ウクライナ国立歌劇場管弦楽団による第九の演奏
2016年末、東京で過ごしたときのことをまだ書いていなかったので、少し書いていきます。
年末といえば、第九。第九を、昔は、レコード、ラジオ、テレビで聞くことはたびたびあっても、年末に、生のオーケストラで聞く機会は、これまで残念ながらありませんでした。上野公園を歩いていて、東京文化会館に行くと、あちこちのコンサートホールの催し物のチラシが置いてありました。その中からみつけたのが、12月29日、東京オペラシティコンサートホールでの催しでした。
ウクライナ歌劇場管弦楽団 名門オペラハウスが奏でるベートーヴェン不朽の名作。響き渡る圧巻の“歓喜の歌”と、チラシにはあります。ベートーヴェン「エグモント」序曲 作品84 と、同じくベートーヴェン交響曲第9番ニ短調 作品125 「合唱付き」です。

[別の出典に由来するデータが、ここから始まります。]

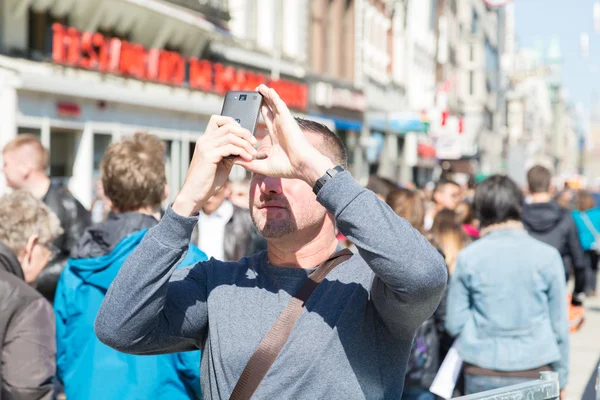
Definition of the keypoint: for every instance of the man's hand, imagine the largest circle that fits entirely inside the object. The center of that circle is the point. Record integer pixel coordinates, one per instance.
(287, 153)
(209, 167)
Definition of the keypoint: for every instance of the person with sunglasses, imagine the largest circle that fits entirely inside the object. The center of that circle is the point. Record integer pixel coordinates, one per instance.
(27, 342)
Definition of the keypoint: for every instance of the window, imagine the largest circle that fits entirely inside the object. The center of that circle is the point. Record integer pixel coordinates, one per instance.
(471, 83)
(63, 149)
(39, 33)
(474, 23)
(491, 66)
(433, 15)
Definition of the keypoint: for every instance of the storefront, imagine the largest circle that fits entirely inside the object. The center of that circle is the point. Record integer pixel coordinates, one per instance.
(391, 152)
(90, 89)
(344, 107)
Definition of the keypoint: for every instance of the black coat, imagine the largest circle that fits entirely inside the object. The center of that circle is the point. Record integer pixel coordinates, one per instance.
(554, 225)
(241, 238)
(27, 341)
(74, 218)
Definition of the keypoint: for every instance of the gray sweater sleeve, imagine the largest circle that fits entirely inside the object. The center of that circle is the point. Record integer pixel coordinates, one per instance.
(410, 274)
(150, 308)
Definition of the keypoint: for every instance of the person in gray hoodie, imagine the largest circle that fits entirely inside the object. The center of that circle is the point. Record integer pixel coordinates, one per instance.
(355, 332)
(27, 343)
(548, 222)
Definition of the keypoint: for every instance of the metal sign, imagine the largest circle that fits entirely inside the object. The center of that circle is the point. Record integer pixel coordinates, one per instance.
(496, 3)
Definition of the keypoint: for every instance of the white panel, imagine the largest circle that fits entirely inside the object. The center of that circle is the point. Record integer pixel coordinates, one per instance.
(291, 27)
(81, 182)
(266, 24)
(238, 24)
(14, 27)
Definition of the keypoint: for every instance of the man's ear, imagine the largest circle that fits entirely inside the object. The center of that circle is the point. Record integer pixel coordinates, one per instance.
(27, 252)
(165, 192)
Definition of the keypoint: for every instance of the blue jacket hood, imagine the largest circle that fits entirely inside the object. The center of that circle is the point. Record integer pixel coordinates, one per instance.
(84, 364)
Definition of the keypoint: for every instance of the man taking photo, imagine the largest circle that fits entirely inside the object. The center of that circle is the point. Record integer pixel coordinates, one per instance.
(354, 333)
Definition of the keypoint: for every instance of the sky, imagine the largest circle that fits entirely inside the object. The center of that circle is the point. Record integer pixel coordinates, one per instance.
(538, 21)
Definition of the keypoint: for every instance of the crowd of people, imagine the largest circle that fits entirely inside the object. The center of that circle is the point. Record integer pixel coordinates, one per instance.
(136, 299)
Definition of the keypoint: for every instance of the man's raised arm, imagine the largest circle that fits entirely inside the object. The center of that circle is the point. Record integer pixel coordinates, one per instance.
(150, 308)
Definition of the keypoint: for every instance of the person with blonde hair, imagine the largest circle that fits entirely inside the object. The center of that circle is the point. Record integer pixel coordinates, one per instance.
(134, 180)
(26, 163)
(354, 334)
(587, 220)
(448, 234)
(27, 343)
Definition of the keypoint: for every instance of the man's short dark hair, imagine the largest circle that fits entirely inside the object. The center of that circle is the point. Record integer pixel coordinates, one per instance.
(333, 147)
(441, 184)
(498, 199)
(381, 186)
(538, 179)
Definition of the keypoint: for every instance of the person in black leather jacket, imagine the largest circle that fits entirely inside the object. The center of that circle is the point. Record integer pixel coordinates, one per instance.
(547, 221)
(25, 166)
(27, 340)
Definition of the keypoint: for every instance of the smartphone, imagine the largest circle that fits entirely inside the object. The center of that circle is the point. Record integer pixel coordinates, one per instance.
(244, 107)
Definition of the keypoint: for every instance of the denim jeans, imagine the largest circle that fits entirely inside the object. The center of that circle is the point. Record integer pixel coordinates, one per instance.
(476, 384)
(417, 393)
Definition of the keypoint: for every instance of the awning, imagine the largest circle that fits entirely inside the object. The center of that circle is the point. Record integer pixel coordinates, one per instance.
(257, 60)
(180, 13)
(425, 150)
(343, 123)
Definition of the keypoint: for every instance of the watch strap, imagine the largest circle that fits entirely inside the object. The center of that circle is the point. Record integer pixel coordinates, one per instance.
(327, 177)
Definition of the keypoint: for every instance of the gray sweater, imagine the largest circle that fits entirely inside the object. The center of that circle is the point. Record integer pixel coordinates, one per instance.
(352, 340)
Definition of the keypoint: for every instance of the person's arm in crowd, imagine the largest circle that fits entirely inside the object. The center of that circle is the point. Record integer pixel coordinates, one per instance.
(189, 373)
(458, 309)
(410, 274)
(557, 306)
(577, 257)
(62, 330)
(78, 218)
(150, 308)
(28, 354)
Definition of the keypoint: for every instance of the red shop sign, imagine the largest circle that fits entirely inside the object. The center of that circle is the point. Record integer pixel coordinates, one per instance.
(114, 56)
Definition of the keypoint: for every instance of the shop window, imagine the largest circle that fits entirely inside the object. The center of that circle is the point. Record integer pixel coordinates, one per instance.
(101, 143)
(40, 33)
(63, 149)
(30, 131)
(433, 15)
(474, 23)
(471, 83)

チケットが無いまま、会場に行ってみました。当日券は、1時間前に発売されるとのことでした。当日券はステージの後ろ側だけでした。それもすぐに完売でした。待って買えてよかったです。
東京オペラシティコンサートホールは、とてもすてきな会場でした。音響効果のいい木を使った建物です。席は、ステージの後ろ側の2階の席。演奏する人たちの顔は見えません。後ろ姿しか見えません。でも、指揮者の顔はばっちり見えます。指揮者は、ミコラ・ジャジューラ。エネルギッシュで、表情が豊かで、演奏者ひとりひとりを際立たせ、細部にまで心を配って、指揮をしていました。その豊かな表情の顔や音楽に合わせて動く姿を見ることができ、とてもラッキーな席でした。
ウクライナ国立歌劇場管弦楽団は、総勢70名を超す大所帯で、後ろにずらっと並んだ合唱団の人たちも100名を超えています。そして、ソプラノ、メゾ・ソプラノ、テノール、バリトンの4人もいます。
今、オープンダイアローグの本を何冊か読んでいます。その特徴のひとつが、多声的な対話によって、新たな理解が生じるとする、ポリフォニーです。目の前の演奏者の姿、楽器をみながら、聞きながら、これがオープンダイアローグの目指すところかと、納得したのでした。
生の演奏は、迫力満点でした。歓喜の歌は、よく知っていますが、演奏と合唱で、厚みが増し、厳かでいて、からだが弾んできます。おなかに響いてくる大迫力でした。
毎年、年末に第九の演奏があちこちでされる訳が分かったような気がしました。演奏と歌声に包まれ、幸せな気分になりました。
僕たちの年末の恒例の行事になりそうです。